In this paper, three sensors used for the monitoring of vegetation are evaluated: NOAA AVHRR, Terra MODIS and Landsat ETM+. Although the issues of scale are the primary focus, the differences in calculating land parameters using imagery from these sensors are attributed to spectral, technical and scale factors. Multi-resolution analysis is performed on the examined datasets in order to identify the optimum scale of observation of vegetation in the study area. Moreover, the possibility of substitution of one with another is evaluated through checking the correlation coefficients between the datasets. Although it is believed that higher spatial resolution gives more accurate results in measurements made with remote sensing data, there is an indication that highest variability is explained by the vegetation index image of MODIS sensor, which leads to the conclusion that this may be the optimum sensor for this application. The level of similarity of the vegetation index pattern calculated from the three
sensors is not uniform, indicating that different sensors depict different characteristics of the ground. Valuable comments are made in the discussion regarding the usefulness of moderate resolution satellites.
1. Introduction
Remote sensing of land parameters has gained a lot in recognition since the high spatial resolution satellites for monitoring vegetation were launched in the late 70s. Since that time, research evolved in the applications of remote sensing for land management, towards developing methods to use satellites of various spatial resolution in monitoring of environment. Often reserved to scientists, because of cost and heavy calibration physics and processing, satellite imagery has become recently more affordable (in some cases even free). More important, a large amount of data preparation is now commonly performed before delivery. This makes satellite information more accessible to users, that require now only knowledge at the application level.

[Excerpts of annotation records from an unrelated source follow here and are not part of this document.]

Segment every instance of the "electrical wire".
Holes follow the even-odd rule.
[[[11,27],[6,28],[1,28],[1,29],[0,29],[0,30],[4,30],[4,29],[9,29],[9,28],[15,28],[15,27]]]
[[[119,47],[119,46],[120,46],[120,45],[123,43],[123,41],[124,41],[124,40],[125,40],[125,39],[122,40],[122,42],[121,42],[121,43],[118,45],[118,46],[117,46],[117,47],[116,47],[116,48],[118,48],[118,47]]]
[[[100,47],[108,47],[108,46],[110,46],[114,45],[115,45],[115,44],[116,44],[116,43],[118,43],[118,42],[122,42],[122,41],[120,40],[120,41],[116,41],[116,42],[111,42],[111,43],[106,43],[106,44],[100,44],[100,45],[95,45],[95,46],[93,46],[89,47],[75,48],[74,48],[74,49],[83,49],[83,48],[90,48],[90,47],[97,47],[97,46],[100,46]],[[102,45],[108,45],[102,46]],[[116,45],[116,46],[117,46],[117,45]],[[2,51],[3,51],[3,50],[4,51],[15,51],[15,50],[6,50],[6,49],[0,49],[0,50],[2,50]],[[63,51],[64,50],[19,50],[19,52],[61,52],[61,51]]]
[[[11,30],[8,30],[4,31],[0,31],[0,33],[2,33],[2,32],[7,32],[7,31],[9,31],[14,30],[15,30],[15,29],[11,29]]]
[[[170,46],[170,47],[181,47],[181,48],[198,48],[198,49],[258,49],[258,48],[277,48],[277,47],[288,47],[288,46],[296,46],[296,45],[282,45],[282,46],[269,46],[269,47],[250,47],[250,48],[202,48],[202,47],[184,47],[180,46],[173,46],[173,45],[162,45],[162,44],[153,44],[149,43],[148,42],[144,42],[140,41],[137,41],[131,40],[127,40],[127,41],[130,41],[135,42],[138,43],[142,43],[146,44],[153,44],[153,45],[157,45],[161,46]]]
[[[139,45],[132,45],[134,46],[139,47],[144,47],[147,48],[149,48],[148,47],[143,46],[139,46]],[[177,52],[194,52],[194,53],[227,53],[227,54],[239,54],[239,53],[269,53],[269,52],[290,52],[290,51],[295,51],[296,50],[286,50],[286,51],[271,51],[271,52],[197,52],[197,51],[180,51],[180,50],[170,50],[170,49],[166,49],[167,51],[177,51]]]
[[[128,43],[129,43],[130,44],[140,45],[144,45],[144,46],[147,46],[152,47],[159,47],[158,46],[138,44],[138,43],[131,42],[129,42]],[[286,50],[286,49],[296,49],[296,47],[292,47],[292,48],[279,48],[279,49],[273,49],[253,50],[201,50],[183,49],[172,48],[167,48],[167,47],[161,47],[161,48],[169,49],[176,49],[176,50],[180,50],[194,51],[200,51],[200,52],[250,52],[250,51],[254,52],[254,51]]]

Available from the end of 1988, the 1.1 Km spatial resolution NOAA AVHRR satellite is the combined land and climate purpose sensor that is now the most widely used in medium to large area investigation. Its high spatial resolution correspondent is the Landsat series. Launched in 1999, Landsat 7 ETM+ is having 15- 30m visible and 60m thermal sensing pixel size. Earlier Landsat missions are not providing the comparative pre-processing level of NOAA AVHRR and Landsat 7 ETM+, making the transfer of its use to end-users a complex task. More recently (2000), MODIS sensor (on -board of Terra satellite) is roviding information from 250m to 1Km spatial level. Attractive advantage of MODIS is that a large amount of effort has been put into the development of directly usable pro ducts (information) after the processing of the data from the MODIS Science Team.